Kuo-Juey Ray Liu (劉國瑞 (Lâu Kok-sūi, Liú Guó Ruì); born February 11, 1961 is a Taiwanese-American electrical engineer and entrepreneur. He was the founder, chairman, chief technology officer (CTO), and chief executive officer (CEO) of Origin Wireless, Inc., an artificial intelligence analytics company pioneering wireless sensing and indoor tracking technology, which was acquired by ADT, Inc. in 2026. He was also the founder and president of Odyssey Technology, a company which developed the earliest Internet-based digital surveillance system.

Liu was the Distinguished University Professor at the University of Maryland, College Park, where he retired in 2021. In 2022, he was the president and CEO of the Institute of Electrical and Electronics Engineers (IEEE). His research contributions are in information and communication technology.

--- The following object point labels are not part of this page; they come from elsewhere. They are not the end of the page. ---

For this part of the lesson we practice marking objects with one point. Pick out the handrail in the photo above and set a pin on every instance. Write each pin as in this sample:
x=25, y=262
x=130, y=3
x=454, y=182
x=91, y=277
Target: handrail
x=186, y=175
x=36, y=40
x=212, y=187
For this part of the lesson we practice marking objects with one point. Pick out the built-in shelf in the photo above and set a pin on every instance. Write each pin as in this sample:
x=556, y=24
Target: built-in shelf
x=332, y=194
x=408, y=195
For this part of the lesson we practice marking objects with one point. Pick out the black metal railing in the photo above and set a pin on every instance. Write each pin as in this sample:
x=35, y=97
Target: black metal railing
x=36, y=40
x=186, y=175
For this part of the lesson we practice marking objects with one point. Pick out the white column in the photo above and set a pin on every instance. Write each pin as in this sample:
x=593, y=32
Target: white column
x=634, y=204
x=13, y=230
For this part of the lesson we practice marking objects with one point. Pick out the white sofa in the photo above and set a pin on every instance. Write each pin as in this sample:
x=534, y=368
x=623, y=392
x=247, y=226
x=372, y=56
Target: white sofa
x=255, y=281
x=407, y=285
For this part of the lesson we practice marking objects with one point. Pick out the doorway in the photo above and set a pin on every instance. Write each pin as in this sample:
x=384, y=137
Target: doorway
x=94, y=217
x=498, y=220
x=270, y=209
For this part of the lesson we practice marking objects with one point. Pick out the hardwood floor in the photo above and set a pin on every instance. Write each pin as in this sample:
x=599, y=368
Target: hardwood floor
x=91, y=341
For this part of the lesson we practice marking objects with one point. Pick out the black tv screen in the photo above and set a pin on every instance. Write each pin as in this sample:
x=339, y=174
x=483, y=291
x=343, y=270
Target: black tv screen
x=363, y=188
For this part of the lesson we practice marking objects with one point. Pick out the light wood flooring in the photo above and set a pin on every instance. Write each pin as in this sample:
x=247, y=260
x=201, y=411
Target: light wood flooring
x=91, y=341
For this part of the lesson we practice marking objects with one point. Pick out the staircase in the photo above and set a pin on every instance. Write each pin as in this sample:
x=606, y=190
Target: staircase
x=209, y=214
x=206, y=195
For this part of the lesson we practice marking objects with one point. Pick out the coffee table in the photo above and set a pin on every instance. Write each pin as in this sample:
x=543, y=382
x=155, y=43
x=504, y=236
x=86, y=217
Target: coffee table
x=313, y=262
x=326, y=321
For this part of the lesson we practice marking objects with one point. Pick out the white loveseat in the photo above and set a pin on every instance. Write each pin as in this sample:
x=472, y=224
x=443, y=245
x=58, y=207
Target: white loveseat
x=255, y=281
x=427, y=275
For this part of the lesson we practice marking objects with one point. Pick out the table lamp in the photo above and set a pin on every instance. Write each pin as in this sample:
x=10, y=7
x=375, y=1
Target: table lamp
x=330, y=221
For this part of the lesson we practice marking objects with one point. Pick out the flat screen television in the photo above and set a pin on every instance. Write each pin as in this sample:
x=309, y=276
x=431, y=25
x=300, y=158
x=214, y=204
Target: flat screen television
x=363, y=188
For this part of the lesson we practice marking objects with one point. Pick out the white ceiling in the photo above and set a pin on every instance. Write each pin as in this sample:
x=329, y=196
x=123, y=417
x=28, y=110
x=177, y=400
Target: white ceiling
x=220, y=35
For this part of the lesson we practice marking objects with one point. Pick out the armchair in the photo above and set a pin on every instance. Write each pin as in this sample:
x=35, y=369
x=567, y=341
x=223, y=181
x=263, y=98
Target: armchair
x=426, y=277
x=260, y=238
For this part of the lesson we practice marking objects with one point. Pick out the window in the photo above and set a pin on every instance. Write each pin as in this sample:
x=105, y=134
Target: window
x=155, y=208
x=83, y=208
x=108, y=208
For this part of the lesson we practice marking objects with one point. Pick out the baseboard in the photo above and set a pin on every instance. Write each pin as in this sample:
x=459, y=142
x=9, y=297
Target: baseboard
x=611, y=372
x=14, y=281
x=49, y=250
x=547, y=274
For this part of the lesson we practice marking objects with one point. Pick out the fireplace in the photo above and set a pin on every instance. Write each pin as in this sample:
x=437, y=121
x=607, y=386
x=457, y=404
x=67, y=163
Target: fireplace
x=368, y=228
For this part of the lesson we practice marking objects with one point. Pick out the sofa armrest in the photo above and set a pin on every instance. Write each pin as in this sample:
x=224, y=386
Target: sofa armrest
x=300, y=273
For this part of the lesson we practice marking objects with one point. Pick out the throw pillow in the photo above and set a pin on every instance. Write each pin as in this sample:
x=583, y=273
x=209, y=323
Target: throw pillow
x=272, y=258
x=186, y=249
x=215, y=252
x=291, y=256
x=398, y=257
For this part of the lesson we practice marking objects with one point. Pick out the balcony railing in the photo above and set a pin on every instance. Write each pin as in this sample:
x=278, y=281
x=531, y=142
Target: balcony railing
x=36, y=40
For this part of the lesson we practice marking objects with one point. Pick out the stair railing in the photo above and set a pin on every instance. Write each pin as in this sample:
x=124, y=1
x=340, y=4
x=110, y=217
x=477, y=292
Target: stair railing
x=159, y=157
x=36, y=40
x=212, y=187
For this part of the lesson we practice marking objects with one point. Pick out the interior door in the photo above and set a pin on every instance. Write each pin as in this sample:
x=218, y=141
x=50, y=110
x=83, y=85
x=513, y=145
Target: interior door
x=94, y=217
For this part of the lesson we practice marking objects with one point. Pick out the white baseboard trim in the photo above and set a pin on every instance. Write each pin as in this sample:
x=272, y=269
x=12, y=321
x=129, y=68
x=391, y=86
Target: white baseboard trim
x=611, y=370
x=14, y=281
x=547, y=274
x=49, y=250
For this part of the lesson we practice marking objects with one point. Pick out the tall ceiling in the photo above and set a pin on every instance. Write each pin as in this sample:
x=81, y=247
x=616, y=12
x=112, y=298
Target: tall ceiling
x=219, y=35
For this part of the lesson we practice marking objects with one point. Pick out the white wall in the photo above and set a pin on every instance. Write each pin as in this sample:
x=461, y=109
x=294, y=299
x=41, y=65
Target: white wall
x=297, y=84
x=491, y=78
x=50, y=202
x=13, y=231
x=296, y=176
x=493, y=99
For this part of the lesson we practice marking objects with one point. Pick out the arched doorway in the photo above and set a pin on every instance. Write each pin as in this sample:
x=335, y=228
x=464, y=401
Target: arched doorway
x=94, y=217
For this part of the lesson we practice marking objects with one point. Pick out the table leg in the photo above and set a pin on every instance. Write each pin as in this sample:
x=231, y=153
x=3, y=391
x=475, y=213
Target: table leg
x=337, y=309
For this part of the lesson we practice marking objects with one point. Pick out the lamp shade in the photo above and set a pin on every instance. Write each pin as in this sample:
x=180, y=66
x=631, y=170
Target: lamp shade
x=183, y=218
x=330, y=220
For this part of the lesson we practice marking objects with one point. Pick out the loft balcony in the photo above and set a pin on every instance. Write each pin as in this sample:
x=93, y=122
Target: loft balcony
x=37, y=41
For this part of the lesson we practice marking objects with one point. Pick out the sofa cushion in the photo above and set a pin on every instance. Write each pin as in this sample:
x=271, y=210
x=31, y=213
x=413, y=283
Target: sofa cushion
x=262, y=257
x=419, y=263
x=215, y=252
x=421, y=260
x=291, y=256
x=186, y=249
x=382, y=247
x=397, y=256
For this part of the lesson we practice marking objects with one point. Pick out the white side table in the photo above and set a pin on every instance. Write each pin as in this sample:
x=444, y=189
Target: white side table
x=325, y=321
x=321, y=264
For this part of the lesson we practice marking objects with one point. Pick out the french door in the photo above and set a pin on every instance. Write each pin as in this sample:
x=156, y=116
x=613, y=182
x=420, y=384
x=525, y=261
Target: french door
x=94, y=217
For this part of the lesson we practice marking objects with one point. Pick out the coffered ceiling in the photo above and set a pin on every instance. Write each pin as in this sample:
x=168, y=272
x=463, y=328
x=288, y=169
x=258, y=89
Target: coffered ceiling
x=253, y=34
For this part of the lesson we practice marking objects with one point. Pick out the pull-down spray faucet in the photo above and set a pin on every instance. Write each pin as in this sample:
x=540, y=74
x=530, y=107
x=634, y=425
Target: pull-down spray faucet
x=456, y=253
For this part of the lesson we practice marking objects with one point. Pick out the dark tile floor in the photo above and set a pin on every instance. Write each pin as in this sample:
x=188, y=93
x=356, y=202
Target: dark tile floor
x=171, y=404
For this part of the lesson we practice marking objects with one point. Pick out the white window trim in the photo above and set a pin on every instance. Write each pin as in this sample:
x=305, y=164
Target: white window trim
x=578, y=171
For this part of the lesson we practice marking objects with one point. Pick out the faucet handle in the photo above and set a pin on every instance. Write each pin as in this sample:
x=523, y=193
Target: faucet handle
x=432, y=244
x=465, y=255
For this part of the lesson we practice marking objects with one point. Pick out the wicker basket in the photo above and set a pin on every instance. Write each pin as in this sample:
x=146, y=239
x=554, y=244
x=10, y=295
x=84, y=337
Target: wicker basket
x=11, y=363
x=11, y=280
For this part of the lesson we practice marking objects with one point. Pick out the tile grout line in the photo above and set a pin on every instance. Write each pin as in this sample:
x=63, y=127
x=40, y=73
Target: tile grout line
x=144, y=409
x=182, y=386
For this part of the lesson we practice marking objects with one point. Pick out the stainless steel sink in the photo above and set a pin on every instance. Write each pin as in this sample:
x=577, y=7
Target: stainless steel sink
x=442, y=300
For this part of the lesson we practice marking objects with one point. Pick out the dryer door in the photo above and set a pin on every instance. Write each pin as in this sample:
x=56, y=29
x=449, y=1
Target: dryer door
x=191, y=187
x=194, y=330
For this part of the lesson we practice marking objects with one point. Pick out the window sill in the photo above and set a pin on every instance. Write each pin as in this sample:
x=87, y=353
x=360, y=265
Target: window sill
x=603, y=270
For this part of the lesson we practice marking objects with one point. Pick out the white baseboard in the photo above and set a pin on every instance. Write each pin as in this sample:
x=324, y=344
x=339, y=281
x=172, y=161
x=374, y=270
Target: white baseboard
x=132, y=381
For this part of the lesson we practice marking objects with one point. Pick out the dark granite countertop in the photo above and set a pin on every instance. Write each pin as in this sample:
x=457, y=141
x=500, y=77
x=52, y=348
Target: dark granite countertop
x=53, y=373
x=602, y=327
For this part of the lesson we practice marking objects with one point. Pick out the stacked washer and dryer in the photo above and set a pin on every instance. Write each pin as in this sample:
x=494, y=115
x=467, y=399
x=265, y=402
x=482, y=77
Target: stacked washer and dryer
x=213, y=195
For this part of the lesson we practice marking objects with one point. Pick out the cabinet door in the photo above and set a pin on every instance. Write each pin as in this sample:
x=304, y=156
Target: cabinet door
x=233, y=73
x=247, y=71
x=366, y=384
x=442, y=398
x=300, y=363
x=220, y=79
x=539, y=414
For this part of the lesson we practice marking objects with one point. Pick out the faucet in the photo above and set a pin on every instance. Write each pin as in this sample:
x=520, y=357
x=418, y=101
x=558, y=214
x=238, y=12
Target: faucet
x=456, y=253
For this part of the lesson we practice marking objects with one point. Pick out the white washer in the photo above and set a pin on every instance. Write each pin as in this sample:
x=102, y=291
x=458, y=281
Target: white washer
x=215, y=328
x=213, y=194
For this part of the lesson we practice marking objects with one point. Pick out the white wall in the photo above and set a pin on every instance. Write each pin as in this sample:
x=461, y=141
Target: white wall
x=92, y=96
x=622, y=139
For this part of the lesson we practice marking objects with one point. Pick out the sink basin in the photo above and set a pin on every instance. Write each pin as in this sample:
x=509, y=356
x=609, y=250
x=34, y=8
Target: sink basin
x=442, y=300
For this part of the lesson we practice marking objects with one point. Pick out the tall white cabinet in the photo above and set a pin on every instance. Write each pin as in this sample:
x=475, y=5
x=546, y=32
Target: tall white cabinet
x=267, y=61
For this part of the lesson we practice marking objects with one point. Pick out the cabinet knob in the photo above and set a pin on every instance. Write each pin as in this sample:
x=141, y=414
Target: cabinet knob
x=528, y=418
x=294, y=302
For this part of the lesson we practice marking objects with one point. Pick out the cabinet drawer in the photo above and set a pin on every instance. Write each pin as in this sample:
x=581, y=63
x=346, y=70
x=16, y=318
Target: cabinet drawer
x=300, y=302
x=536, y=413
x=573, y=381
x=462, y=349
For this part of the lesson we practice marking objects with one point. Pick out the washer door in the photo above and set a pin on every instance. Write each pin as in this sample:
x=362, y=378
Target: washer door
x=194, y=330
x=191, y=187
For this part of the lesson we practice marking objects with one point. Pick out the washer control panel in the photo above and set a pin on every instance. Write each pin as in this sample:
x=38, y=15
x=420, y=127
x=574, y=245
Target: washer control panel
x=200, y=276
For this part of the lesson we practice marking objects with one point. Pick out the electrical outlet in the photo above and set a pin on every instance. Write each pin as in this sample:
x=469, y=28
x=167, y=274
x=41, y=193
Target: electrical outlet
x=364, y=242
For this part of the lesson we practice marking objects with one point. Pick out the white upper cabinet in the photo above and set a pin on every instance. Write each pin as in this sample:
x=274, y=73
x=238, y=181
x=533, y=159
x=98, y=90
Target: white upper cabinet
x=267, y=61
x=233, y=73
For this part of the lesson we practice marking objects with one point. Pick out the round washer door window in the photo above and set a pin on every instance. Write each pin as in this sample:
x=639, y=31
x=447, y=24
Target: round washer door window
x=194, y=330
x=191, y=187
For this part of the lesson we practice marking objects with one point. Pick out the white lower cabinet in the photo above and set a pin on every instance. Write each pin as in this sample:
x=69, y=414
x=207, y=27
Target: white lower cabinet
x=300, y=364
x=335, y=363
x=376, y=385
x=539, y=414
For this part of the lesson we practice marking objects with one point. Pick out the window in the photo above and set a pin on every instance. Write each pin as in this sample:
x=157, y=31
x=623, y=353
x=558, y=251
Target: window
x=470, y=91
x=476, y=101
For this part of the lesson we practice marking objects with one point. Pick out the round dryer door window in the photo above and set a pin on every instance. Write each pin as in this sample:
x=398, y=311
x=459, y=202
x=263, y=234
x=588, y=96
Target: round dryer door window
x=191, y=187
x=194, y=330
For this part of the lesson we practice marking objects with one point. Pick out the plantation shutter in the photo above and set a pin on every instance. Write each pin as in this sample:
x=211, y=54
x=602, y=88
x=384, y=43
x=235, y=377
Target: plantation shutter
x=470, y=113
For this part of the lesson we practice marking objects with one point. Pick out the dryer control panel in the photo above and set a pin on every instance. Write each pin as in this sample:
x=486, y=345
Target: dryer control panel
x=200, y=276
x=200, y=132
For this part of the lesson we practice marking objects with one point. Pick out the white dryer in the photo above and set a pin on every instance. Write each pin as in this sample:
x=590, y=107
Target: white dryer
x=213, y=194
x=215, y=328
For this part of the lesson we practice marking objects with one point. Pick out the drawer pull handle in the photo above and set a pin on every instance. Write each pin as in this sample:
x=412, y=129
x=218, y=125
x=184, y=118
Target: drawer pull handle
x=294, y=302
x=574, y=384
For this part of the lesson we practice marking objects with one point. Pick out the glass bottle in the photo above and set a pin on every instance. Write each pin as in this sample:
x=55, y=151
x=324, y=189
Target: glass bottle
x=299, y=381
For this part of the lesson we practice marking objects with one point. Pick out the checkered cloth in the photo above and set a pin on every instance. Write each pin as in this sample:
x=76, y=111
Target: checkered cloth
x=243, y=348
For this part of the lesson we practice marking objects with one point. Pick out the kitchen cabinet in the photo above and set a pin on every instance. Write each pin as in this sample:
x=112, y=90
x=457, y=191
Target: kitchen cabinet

==Early life and education==
Liu grew up in Taichung, Taiwan, where he attended St. Viator Catholic Junior High School. After graduating from Taichung First Senior High School, he studied electrical engineering at National Taiwan University and received a Bachelor of Science (B.S.) in 1983. He then served two years in the Republic of China Armed Forces and earned a master's degree from the University of Michigan in 1987. In 1990, he earned his Ph.D. from the University of California, Los Angeles, under Kung Yao.

==Career==
Liu joined University of Maryland, College Park, in 1990, where he was a Distinguished University Professor and a Distinguished Scholar-Teacher and also Christine Kim Eminent Professor of Information Technology at Electrical and Computer Engineering Department of A. James Clark School of Engineering. He has trained over 76 Ph.D. and postdoctoral students, of which 13 are now IEEE fellows. According to the Mathematics Genealogy Project, he has had over 200 Ph.D. descendants. He retired from the University of Maryland at the end of 2021.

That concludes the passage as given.